The ERK1/2 (also known as MAPK3 and MAPK1, respectively) signaling pathway is critical in organismal development and tissue morphogenesis. Deregulation of this pathway leads to congenital abnormalities with severe developmental dysmorphisms. The core ERK1/2 cascade relies on scaffold proteins, such as Shoc2 to guide and fine-tune its signals. Mutations in SHOC2 lead to the development of the pathology termed Noonan-like Syndrome with Loose Anagen Hair (NSLAH). However, the mechanisms underlying the functions of Shoc2 and its contributions to disease progression remain unclear. Here, we show that ERK1/2 pathway activation triggers the interaction of Shoc2 with the ubiquitin-specific protease USP7. We reveal that, in the Shoc2 module, USP7 functions as a molecular 'switch' that controls the E3 ligase HUWE1 and the HUWE1-induced regulatory feedback loop.We also demonstrate that disruption of Shoc2-USP7 binding leads to aberrant activation of the Shoc2-ERK1/2 axis. Importantly, our studies reveal a possible role for USP7 in the pathogenic mechanisms underlying NSLAH, thereby extending our understanding of how ubiquitin-specific proteases regulate intracellular signaling.
|Journal||Journal of Cell Science|
|State||Published - Nov 2021|
Bibliographical noteFunding Information:
This project was supported by grants from the National Institute of General Medical Sciences, National Institutes of Health and the Office of Extramural Research, National Institutes of Health (R35GM136295 and 1S10OD025033-01, respectively, to E.G.).
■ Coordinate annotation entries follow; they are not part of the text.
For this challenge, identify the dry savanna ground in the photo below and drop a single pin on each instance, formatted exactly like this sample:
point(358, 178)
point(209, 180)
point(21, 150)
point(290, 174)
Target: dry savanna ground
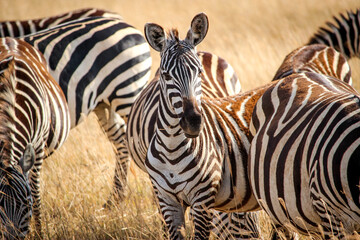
point(253, 36)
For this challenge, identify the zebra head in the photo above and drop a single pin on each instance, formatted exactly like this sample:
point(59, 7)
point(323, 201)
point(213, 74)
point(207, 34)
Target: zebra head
point(180, 71)
point(15, 196)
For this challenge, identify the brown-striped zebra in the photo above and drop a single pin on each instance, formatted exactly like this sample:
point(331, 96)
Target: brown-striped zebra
point(197, 157)
point(218, 79)
point(105, 78)
point(344, 36)
point(304, 156)
point(35, 121)
point(302, 127)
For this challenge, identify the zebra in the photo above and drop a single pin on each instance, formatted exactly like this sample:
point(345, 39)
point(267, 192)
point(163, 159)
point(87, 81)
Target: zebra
point(19, 28)
point(304, 129)
point(101, 64)
point(198, 154)
point(218, 80)
point(317, 58)
point(35, 121)
point(344, 36)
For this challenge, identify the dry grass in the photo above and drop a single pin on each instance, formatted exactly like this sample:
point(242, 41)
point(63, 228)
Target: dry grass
point(254, 36)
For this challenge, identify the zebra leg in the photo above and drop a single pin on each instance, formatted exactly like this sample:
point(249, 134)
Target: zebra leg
point(173, 216)
point(115, 127)
point(34, 177)
point(330, 224)
point(201, 218)
point(236, 225)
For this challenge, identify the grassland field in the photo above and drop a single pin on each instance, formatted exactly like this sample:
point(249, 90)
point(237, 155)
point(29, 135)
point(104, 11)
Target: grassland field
point(253, 36)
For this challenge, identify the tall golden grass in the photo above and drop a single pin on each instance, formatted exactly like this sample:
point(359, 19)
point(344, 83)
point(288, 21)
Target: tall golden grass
point(253, 36)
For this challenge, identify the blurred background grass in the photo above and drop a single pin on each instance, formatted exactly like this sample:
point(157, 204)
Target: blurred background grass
point(253, 36)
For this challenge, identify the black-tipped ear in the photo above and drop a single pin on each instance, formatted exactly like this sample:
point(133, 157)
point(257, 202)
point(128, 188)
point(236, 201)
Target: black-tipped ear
point(198, 29)
point(28, 159)
point(155, 35)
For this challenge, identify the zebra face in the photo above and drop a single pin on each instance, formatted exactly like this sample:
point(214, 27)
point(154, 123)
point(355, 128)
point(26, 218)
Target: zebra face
point(180, 71)
point(15, 203)
point(183, 94)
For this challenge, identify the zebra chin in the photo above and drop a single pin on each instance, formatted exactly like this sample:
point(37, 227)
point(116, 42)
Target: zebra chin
point(192, 125)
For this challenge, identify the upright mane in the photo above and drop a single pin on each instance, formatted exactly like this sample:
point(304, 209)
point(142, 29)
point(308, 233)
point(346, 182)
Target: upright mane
point(7, 107)
point(174, 34)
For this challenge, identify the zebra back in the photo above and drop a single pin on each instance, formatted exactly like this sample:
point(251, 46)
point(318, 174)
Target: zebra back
point(306, 141)
point(344, 36)
point(24, 27)
point(316, 58)
point(94, 60)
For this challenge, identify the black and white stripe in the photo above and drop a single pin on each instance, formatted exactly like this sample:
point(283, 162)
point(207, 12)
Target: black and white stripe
point(100, 62)
point(218, 80)
point(344, 36)
point(198, 154)
point(35, 121)
point(20, 28)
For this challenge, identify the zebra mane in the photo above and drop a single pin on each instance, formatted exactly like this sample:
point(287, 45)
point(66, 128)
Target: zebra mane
point(173, 35)
point(7, 109)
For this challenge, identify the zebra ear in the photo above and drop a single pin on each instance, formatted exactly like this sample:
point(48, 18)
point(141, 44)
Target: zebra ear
point(155, 35)
point(28, 159)
point(198, 29)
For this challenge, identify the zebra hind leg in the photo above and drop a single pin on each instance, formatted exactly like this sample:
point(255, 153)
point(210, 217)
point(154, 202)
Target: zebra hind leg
point(236, 225)
point(115, 127)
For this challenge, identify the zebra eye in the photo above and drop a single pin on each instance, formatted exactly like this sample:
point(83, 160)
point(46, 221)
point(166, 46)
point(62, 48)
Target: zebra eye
point(167, 76)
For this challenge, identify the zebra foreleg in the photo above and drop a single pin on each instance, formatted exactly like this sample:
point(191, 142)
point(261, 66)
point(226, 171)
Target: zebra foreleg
point(115, 127)
point(201, 217)
point(34, 178)
point(173, 214)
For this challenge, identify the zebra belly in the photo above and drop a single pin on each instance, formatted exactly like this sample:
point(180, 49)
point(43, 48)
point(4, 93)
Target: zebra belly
point(235, 193)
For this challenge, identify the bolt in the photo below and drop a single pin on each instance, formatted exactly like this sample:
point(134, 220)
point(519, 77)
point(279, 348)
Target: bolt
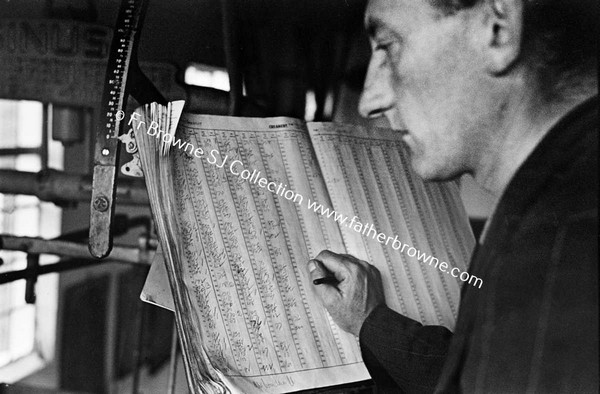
point(101, 204)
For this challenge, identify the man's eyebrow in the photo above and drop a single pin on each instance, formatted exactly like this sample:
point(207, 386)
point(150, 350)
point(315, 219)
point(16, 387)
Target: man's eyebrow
point(372, 24)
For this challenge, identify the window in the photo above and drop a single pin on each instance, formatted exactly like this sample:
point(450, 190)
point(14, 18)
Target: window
point(27, 331)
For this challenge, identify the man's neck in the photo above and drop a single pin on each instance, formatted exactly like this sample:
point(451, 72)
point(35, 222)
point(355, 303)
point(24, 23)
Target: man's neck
point(526, 121)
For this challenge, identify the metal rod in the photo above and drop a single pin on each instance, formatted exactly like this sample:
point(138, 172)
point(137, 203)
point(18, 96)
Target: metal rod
point(57, 186)
point(33, 245)
point(18, 151)
point(11, 276)
point(33, 263)
point(232, 56)
point(173, 361)
point(138, 353)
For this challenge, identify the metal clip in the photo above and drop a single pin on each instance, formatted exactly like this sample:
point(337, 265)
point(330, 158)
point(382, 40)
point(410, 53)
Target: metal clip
point(134, 167)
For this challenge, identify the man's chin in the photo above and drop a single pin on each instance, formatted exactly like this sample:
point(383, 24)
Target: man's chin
point(433, 173)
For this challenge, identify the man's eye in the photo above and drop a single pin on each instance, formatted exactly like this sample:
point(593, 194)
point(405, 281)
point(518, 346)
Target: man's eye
point(383, 46)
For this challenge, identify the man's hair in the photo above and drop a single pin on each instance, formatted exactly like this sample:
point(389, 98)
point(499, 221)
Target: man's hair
point(560, 37)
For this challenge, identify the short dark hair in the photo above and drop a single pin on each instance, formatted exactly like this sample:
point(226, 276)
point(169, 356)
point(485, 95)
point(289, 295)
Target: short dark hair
point(560, 37)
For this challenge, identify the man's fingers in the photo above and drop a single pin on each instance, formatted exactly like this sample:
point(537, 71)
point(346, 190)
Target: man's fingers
point(324, 283)
point(332, 262)
point(316, 270)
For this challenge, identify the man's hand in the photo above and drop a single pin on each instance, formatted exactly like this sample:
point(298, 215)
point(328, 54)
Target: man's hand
point(357, 292)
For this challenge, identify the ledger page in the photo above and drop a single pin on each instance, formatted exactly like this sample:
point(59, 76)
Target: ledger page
point(242, 191)
point(392, 219)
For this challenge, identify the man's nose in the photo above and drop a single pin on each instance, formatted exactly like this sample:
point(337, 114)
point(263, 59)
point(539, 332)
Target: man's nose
point(378, 94)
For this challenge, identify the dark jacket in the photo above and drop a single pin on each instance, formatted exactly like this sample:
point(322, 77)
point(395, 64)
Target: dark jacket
point(533, 325)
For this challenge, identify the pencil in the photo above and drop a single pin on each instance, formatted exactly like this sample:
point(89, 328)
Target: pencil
point(328, 280)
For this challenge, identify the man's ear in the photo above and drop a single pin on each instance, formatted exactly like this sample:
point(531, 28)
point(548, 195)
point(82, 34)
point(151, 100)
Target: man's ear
point(503, 28)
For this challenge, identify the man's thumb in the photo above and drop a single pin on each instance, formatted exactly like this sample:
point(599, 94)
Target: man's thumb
point(316, 269)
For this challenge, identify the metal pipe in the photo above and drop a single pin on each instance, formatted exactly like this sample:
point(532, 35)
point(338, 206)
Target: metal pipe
point(60, 187)
point(173, 361)
point(231, 45)
point(31, 245)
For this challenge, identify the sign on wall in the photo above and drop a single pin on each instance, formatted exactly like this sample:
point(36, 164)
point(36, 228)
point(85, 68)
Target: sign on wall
point(64, 62)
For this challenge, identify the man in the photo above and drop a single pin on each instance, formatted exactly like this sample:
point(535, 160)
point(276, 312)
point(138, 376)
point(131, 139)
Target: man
point(503, 90)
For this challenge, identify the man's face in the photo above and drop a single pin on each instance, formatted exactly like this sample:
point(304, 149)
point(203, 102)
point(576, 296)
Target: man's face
point(425, 77)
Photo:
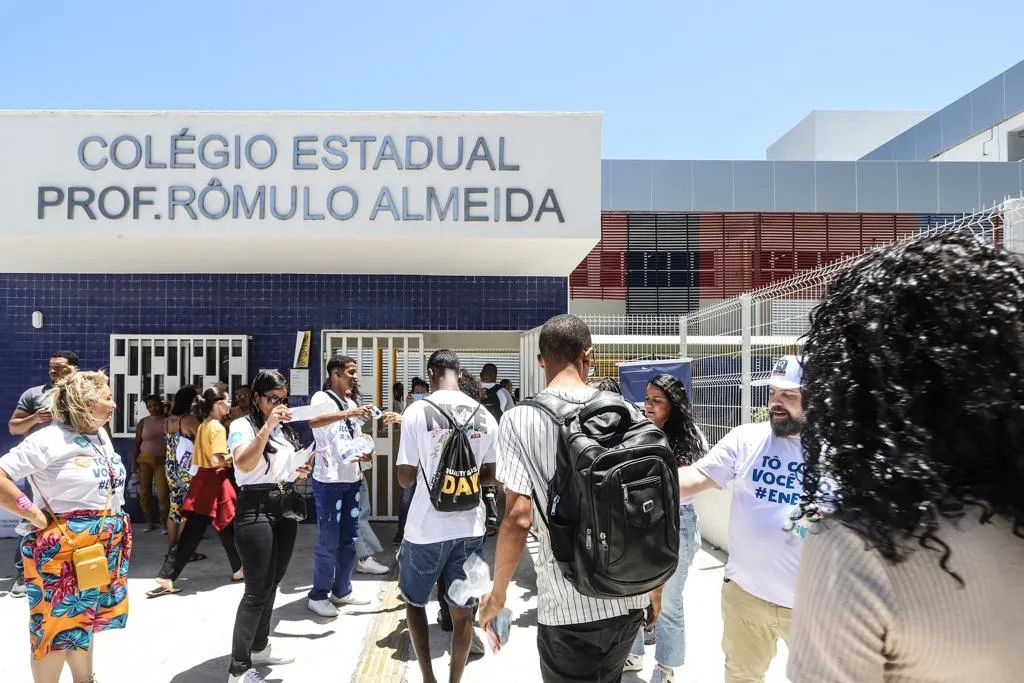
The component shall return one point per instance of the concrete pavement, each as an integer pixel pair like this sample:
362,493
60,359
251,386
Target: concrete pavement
185,638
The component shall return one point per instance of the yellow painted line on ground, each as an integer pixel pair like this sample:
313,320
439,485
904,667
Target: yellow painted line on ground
386,647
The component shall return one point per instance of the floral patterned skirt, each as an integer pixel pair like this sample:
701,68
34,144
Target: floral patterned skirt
60,616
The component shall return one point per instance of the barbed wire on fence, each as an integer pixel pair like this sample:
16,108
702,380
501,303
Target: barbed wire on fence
733,343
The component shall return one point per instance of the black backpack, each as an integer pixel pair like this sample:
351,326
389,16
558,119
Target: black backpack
612,510
493,401
455,485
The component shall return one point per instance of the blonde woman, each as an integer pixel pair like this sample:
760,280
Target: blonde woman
80,480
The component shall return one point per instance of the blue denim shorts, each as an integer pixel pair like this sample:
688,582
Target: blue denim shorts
421,565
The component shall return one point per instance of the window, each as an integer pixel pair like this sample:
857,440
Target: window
143,365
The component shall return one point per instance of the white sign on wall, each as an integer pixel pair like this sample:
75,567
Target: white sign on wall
302,191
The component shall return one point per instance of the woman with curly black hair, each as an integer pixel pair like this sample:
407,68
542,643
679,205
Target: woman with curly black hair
668,407
263,445
913,393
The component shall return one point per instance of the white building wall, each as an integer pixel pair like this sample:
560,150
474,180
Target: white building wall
989,145
841,134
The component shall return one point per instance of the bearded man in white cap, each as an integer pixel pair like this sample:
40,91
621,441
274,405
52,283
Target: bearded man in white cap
765,462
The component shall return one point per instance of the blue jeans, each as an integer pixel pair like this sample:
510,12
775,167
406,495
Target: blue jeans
421,565
337,531
671,629
368,544
18,560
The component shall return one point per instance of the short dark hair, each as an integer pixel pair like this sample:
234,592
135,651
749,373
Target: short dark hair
70,356
564,338
443,359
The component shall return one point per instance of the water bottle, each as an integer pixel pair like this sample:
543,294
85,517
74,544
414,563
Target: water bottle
500,629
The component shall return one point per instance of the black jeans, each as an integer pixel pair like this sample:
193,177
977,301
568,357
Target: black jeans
265,543
190,538
593,652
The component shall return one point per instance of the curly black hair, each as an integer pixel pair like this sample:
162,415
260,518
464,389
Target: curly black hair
913,393
687,442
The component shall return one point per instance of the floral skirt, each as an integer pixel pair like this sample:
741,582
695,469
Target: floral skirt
177,487
60,616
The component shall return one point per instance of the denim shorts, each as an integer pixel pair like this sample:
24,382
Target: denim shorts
421,565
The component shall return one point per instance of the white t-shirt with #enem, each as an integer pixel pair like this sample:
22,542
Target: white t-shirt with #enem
242,434
767,475
332,443
423,427
71,471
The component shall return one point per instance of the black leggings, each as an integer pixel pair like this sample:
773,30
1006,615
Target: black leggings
265,543
190,538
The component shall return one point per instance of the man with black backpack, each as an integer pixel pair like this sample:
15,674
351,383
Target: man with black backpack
602,482
449,451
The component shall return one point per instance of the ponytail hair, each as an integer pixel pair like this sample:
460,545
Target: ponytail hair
72,397
203,404
265,381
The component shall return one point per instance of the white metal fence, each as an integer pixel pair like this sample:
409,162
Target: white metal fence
734,342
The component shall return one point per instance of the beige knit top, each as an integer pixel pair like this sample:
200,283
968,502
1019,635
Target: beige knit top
859,619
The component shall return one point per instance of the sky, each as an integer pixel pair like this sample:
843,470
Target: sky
675,80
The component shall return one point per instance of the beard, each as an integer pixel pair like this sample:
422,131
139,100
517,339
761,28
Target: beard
787,426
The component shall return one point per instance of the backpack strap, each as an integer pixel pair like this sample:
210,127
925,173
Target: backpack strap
561,413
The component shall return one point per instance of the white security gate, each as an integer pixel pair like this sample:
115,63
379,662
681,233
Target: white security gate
160,365
383,357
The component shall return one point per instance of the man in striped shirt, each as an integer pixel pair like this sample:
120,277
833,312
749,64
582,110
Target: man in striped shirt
579,638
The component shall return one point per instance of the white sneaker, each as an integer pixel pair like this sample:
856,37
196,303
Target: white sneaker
371,565
266,658
349,599
663,675
322,608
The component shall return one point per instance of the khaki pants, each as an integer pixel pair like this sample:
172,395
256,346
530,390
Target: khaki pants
753,628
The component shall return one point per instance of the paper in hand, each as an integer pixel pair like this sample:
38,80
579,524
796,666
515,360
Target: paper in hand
303,413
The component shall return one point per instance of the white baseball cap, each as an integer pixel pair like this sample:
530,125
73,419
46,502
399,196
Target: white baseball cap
786,374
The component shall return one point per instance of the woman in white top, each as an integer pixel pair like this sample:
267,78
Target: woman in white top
263,446
336,487
80,480
912,393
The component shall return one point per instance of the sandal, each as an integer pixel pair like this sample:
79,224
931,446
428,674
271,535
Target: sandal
161,591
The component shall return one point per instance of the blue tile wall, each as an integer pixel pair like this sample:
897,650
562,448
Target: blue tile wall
80,311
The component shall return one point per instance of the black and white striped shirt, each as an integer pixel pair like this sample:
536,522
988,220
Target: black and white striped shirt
527,445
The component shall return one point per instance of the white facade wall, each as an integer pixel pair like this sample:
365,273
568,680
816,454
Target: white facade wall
989,145
841,135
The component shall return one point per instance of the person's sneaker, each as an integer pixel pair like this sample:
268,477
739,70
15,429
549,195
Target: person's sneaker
265,658
476,645
322,608
371,565
347,600
18,589
251,676
634,663
663,675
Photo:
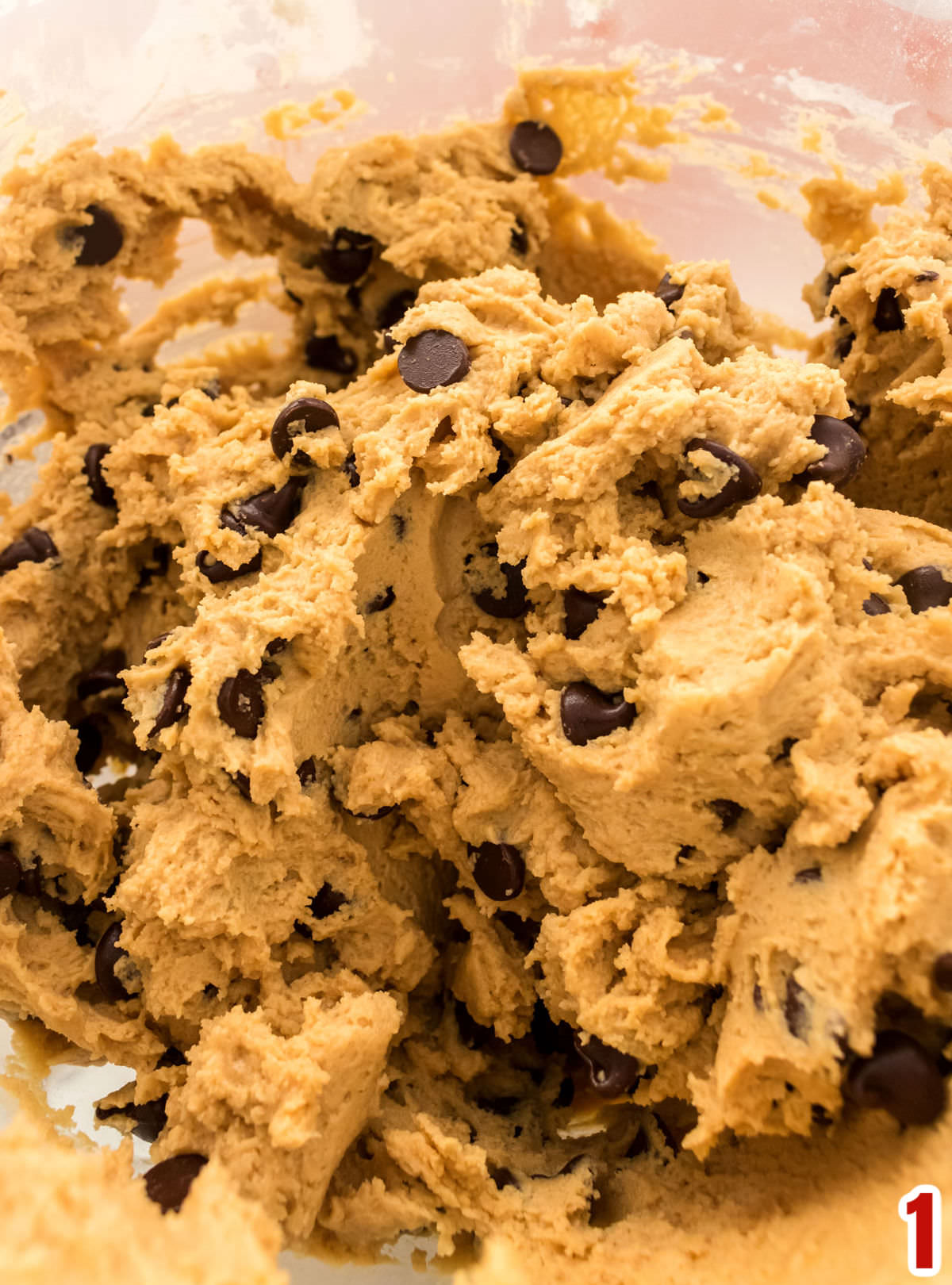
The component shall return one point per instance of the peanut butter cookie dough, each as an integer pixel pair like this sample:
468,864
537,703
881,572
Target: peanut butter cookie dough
533,818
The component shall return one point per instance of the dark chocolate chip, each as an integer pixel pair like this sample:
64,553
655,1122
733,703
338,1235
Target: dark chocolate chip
587,712
10,870
324,352
242,704
581,609
901,1078
514,601
174,707
611,1072
33,545
108,955
668,292
220,573
99,240
499,870
877,605
302,416
433,359
844,453
744,483
307,773
925,588
170,1181
535,147
347,256
942,972
888,315
394,309
270,510
327,903
93,468
103,676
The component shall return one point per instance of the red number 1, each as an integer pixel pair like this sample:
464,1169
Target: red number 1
921,1210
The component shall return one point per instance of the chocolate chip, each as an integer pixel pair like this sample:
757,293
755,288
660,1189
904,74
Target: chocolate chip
307,773
394,309
499,870
844,453
219,572
743,485
877,605
108,955
324,352
587,712
93,468
99,240
327,903
381,601
581,609
33,545
925,588
242,704
103,676
432,360
796,1011
611,1072
535,147
668,292
168,1183
302,416
888,315
10,870
514,601
174,707
273,512
810,874
900,1078
347,256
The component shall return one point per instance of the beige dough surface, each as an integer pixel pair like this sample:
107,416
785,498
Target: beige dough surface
398,947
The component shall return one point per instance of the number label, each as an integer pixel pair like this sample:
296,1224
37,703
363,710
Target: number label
921,1210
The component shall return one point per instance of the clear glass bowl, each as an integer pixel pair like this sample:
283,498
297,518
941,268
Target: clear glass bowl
877,71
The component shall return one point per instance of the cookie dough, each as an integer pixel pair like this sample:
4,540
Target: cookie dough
527,703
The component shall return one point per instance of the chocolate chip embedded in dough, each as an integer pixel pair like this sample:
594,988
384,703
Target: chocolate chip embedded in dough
433,359
108,957
535,147
10,870
844,453
174,707
942,972
300,416
325,352
273,512
101,490
99,240
514,601
888,315
347,256
925,588
587,713
499,870
668,292
103,676
242,704
743,485
877,605
611,1072
168,1183
33,545
900,1077
581,611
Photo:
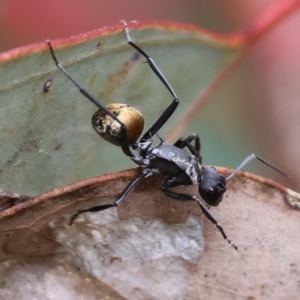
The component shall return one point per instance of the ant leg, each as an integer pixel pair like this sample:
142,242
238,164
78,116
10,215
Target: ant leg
171,108
186,197
250,158
123,134
116,203
186,142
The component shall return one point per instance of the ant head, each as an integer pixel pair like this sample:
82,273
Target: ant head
212,186
110,129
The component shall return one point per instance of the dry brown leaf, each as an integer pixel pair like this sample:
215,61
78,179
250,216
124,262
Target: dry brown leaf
153,248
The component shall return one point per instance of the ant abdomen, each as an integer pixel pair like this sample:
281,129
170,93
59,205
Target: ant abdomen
110,129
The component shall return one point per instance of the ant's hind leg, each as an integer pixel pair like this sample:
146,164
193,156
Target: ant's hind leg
171,108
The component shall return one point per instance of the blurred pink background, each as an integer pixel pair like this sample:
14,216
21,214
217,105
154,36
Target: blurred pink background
267,83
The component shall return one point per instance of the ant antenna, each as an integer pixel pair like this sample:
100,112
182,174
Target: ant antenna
250,158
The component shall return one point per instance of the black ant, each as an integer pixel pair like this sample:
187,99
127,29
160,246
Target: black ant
122,125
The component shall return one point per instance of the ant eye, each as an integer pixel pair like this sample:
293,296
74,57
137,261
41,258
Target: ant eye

Its contents are solely the responsibility of the authors and do not
We thank Drs Tianyan Gao, Louis Hersh, Ann Morris and Charles Waechter for critical reading of the manuscript, and Ryan Potts for providing critical reagents. This study makes use of data generated by the DECIPHER community who bear no responsibility for the further analysis or interpretation of the data. A full list of centers who contributed to the generation of the data is available from www.decipher. sanger.ac.uk/about/stats and via email from email@example.com. Funding for the DECIPHER project was provided by The Wellcome Trust. Some of the text in this paper formed part of Hyeln Jang’s PhD thesis in the Department of Molecular and Cellular Biochemistry at the University of Kentucky in 2018.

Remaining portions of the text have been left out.